Response of calcareous nannofossils to the Paleocene-Eocene thermal maximum from a shelf section in Jordan

The Paleocene-Eocene Thermal Maximum (PETM) is known as an approximately 200 kyr long lasting interval of extreme global warming accompanied by major alterations in the ocean-atmosphere system. These include a negative carbon isotope excursion, intense carbonate dissolution and biotic changes of marine floras and faunas. The current study reports the response of calcareous nannofossils across the Paleocene-Eocene boundary in a paleoshelf setting in Jordan (core OS-28), clearly marked by a negative δ13Corg excursion and the occurrence of characteristic “excursion taxa” (e.g., Discoaster araneus, Rhomboaster spp., Coccolithus bownii). While this section suffers from intense dissolution at the onset of the event and the peak of the isotopic excursion, it retains well-preserved, diverse nannofossil assemblages from the pre-PETM, PETM recovery and post-PETM intervals. These assemblages are dominated by two taxa of inferred mesotrophic affinities (Coccolithus pelagicus, Toweius spp.) and show only low abundances of oligotrophic taxa (Discoaster spp., Fasciculithus spp., Sphenolithus spp.). Overall, there appear to be only relatively low-level changes in the general assemblage composition across the PETM. During the post-PETM, however, there was a gradual decrease in relative abundance of C. pelagicus and Toweius spp.
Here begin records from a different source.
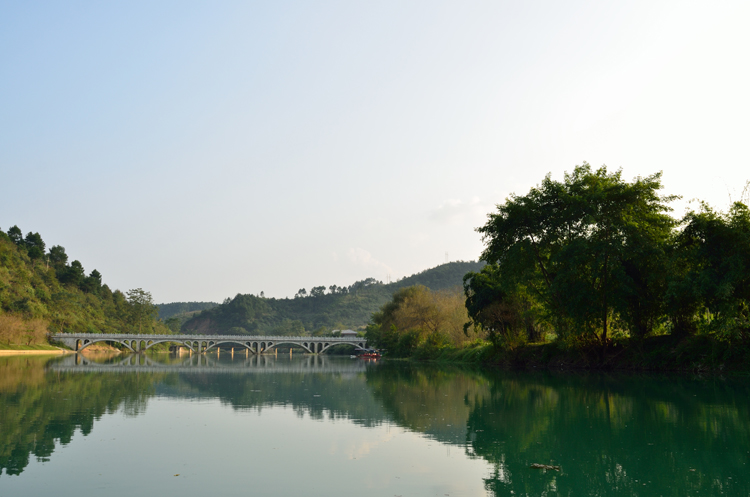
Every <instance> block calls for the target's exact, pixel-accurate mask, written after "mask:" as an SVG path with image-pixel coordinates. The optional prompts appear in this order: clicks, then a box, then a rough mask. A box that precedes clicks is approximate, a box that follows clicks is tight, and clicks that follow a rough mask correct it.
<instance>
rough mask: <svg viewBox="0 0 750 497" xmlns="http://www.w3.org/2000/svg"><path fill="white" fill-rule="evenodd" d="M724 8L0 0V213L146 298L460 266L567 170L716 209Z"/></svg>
mask: <svg viewBox="0 0 750 497" xmlns="http://www.w3.org/2000/svg"><path fill="white" fill-rule="evenodd" d="M748 25H750V2H746V1H736V2H721V1H718V2H717V1H712V2H685V1H671V2H669V1H654V0H649V1H640V2H639V1H628V2H601V1H591V2H582V1H566V2H555V1H528V2H520V1H514V2H505V1H464V2H458V1H451V2H444V1H438V0H430V1H403V0H400V1H380V2H352V1H340V2H336V1H315V2H295V1H274V2H252V1H221V0H215V1H210V2H209V1H189V0H179V1H128V2H117V1H112V2H93V1H90V2H86V1H72V0H71V1H69V2H44V1H39V2H14V1H9V0H0V229H2V230H4V231H7V229H8V228H9V227H11V226H13V225H18V226H19V227H20V228H21V229H22V230H23V232H24V233H27V232H29V231H33V232H39V233H40V234H41V235H42V237H43V238H44V241H45V242H46V244H47V247H50V246H52V245H62V246H63V247H65V249H66V251H67V253H68V255H69V256H70V258H71V260H73V259H77V260H80V261H81V262H82V263H83V266H84V268H85V269H86V271H87V273H88V272H90V271H91V270H93V269H97V270H98V271H100V272H101V273H102V274H103V279H104V282H105V283H107V284H108V285H109V286H110V287H111V288H119V289H121V290H123V291H125V290H128V289H131V288H143V289H145V290H147V291H149V292H151V294H152V295H153V298H154V300H155V301H156V302H165V303H166V302H174V301H219V302H220V301H222V300H223V299H225V298H227V297H233V296H234V295H235V294H237V293H252V294H259V293H260V292H264V295H265V296H267V297H277V298H283V297H291V296H293V295H294V294H295V293H296V292H297V290H298V289H300V288H307V289H308V290H309V289H310V288H311V287H313V286H318V285H324V286H326V287H327V286H329V285H333V284H336V285H340V286H341V285H349V284H351V283H353V282H354V281H356V280H361V279H364V278H367V277H374V278H376V279H378V280H383V281H388V280H389V279H390V280H393V281H395V280H397V279H399V278H401V277H404V276H408V275H411V274H413V273H416V272H419V271H422V270H424V269H427V268H430V267H434V266H437V265H439V264H442V263H444V262H446V260H450V261H455V260H476V259H478V257H479V255H480V253H481V251H482V248H483V244H482V240H481V238H480V236H479V235H478V233H476V231H475V228H477V227H479V226H482V225H483V224H484V223H485V221H486V216H487V214H488V213H489V212H491V211H493V209H495V206H496V205H497V204H501V203H503V202H504V201H505V199H506V198H507V197H508V195H510V194H512V193H516V194H524V193H526V192H528V190H529V189H530V188H532V187H534V186H536V185H537V184H539V182H540V181H541V180H542V179H543V178H544V176H545V175H546V174H548V173H549V174H551V175H552V178H553V179H562V178H563V175H564V173H565V172H566V171H572V170H573V168H574V167H575V166H576V165H580V164H582V163H583V162H584V161H586V162H588V163H590V164H591V165H592V166H594V167H598V166H601V165H606V166H607V167H608V169H609V170H612V171H615V170H618V169H622V174H623V176H624V178H625V179H627V180H632V179H634V178H635V177H637V176H647V175H651V174H654V173H656V172H659V171H662V172H663V177H662V181H663V184H664V193H666V194H679V195H681V196H682V197H683V198H682V200H680V201H677V202H675V203H674V208H675V215H676V216H680V215H682V214H683V213H684V212H685V209H687V208H691V207H692V208H696V203H695V201H693V202H691V200H693V199H699V200H703V201H706V202H708V203H709V204H710V205H712V206H714V207H715V208H718V209H726V208H727V207H728V206H729V203H730V201H734V200H740V199H741V198H742V195H743V187H744V186H745V185H746V183H747V181H748V180H750V147H749V145H750V140H749V139H748V137H750V122H749V120H748V116H750V91H749V90H748V89H749V88H750V64H749V63H748V61H749V60H750V53H749V52H750V30H748V29H747V26H748Z"/></svg>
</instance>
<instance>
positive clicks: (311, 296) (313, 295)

This decline co-coccured with a relative increase of Coccolithus bownii and Coccolithus foraminis, and in its later phase was accompanied by an increase in the relative abundance of Sphenolithus spp. These changes, indicate a possible shift towards less fertile conditions following the hyperthermal event. The relatively muted signal of biotic change associated with the PETM interval at this site was partly a consequence of poor preservation within the key sequence of the studied core. On the other hand, the low signal may also be indicative for local environment processes, such as variations in riverine sourced nutrients, salinity, turbidity.

Operating on a regional scale, these local factors overrode the direct and indirect temperature signals that are the dominant control on nannofossil communities across the PETM in open ocean sites. Finally, the assemblages from the Jordan section highlight further the overall spatial heterogeneity in reported responses of shelf area communities to the PETM interval. These heterogeneities have been observed in shelf assemblages from Tanzania, New Jersey and the Tethyan margins, which again points to the strong influence of regional controls like river input in more marginal settings.

Giraldo Gómez V. M., Linnert C., Podlaha O. G. & Mutterlose J., 2016. Response of calcareous nannofossils to the Paleocene-Eocene thermal maximum from a shelf section in Jordan. Marine Micropaleontology 127:11–25. Article (subscription required).